彼女なりの理由があるんでしょうが、シリーズ作品のため本書だけでは静の真意はわかりません。
前作を読めば分かるのかな。謎です。
事件
犯人を捜す作品ではない
宇江神家で起こる奇怪な連続殺人の物語。
死体はむごたらしく首が切断されており、更にその首が中庭で浮遊していたとの目撃談があります。
事件のカギを握るのは記憶喪失の少女。実にワクワクします。
ただし、フーダニット目的では楽しめません。
連続殺人でありならがそもそもの容疑者になりうる人物は7人しかおらず、すごい勢いで死んでいくので推理せずとも犯人が分かってしまいます。

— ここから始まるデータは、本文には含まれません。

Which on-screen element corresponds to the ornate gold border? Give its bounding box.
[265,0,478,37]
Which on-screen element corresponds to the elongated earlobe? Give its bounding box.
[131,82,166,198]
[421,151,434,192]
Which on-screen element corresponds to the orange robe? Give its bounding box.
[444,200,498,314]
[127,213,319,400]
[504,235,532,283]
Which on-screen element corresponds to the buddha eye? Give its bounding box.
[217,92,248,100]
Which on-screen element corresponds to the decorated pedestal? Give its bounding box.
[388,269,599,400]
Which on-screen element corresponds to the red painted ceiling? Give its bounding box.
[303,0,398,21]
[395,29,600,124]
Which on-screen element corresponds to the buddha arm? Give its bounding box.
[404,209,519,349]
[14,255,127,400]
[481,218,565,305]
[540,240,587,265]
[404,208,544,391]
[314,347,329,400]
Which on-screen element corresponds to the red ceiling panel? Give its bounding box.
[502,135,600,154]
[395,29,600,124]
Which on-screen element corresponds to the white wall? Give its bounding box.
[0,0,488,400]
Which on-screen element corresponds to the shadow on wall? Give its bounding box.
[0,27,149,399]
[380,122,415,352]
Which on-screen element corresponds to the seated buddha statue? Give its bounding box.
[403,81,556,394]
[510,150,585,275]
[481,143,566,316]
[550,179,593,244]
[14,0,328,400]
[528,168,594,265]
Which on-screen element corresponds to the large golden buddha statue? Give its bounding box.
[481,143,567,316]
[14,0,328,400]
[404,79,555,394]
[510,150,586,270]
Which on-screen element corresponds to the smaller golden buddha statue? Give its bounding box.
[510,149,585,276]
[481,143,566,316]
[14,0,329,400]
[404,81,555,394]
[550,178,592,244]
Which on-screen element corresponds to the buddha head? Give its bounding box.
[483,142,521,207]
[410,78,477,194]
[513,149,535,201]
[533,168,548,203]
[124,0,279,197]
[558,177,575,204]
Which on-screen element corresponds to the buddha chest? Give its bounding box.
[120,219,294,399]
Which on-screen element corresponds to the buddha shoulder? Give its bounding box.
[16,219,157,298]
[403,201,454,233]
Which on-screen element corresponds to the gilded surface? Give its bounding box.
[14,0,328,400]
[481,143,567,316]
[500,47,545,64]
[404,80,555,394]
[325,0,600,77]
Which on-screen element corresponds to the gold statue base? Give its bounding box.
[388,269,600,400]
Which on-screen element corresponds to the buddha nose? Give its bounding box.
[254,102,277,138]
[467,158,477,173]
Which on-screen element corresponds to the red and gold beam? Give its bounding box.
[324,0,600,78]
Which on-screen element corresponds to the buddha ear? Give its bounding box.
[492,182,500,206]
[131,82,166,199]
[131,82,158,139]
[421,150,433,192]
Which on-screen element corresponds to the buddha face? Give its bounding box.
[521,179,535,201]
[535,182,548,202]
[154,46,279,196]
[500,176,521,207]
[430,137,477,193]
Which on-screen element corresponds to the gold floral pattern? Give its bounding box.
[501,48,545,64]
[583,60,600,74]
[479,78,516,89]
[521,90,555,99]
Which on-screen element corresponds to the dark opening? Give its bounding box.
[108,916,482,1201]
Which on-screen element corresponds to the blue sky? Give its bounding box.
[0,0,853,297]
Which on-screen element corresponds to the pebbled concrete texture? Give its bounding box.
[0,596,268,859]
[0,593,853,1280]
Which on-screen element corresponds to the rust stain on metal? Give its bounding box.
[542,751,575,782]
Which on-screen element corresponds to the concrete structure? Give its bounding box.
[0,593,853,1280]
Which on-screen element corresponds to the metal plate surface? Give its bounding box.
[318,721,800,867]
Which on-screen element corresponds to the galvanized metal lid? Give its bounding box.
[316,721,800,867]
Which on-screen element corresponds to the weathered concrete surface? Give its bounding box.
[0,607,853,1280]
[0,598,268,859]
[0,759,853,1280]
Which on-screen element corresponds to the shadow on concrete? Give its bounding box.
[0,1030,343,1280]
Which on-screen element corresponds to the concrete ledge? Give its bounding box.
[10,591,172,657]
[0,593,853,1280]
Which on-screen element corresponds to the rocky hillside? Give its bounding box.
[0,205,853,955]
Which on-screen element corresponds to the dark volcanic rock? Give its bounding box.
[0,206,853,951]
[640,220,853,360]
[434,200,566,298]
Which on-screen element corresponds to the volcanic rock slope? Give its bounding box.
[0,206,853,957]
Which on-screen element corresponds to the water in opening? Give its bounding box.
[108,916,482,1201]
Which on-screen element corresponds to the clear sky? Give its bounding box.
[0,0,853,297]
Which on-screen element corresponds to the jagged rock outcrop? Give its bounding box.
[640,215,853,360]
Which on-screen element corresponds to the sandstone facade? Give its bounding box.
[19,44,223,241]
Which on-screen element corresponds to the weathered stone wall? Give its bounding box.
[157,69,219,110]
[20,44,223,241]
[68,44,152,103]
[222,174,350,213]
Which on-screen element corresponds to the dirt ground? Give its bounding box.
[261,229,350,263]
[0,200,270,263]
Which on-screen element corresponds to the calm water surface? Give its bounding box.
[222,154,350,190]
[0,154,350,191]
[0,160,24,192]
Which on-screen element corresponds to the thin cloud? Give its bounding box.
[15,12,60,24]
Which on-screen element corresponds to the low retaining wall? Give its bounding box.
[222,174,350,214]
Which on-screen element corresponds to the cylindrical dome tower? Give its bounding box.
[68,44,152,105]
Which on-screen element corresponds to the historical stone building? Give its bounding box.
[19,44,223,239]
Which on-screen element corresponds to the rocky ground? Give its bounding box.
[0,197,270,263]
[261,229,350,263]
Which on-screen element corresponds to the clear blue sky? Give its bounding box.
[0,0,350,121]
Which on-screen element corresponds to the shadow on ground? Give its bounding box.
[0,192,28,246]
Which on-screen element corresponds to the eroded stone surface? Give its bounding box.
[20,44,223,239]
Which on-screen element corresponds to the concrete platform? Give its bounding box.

謎自体は極上なのでトリックを楽しみながら読んでいきましょう。
探偵役の静の言葉を解読する物語
とにかく静の意味深すぎて言動が分かりにくい。
- わたくしはそのような役割なのです
- 他の誰かではないとしたら?
など曖昧なセリフで周囲を動揺させます。
展開的にどうあがいても犯人でないのが余計にややこしい。
他の登場人物も意味深なセリフを吐きますが、読み終えると意味は理解できます。
このメイドだけはまじでややこしい。まあ、それが本書の魅力と言えるかもしれません。
入れ替わり殺人なのかどうなのか
本書で動機やトリックの議論はほとんどされます。
ただ、「入れ替わり」という点については徹底的に調べていきます。
首無しだからこその静の推理なのでしょうが、とにかくしつこいぐらいに調べる。
なぜここまで執拗に追及するのか。それを推理するのは我々読者なのでしょう。
さっきも言ったように探偵役の静の思考を推理する。本書はそんな作品です。
調査とは言ってますが、すべてを承知している節がありますからね。ミステリアスなメイドだぜ。
クライマックスの勢いがすさまじい
そもそもの殺人ペースが速かったこともあり、ラストの勢いは特にすさまじい。
RTAの如く人が死んでいきます。犯人やりたい放題過ぎるだろ。
真相の発覚は中々に衝撃。推理小説の大前提を破った意欲作だと思いました。
だからこそ人によっては拒否反応を示すかもしれません。
読み返せば推理できそうではありますが、大前提を破る発想にまずならない気はする。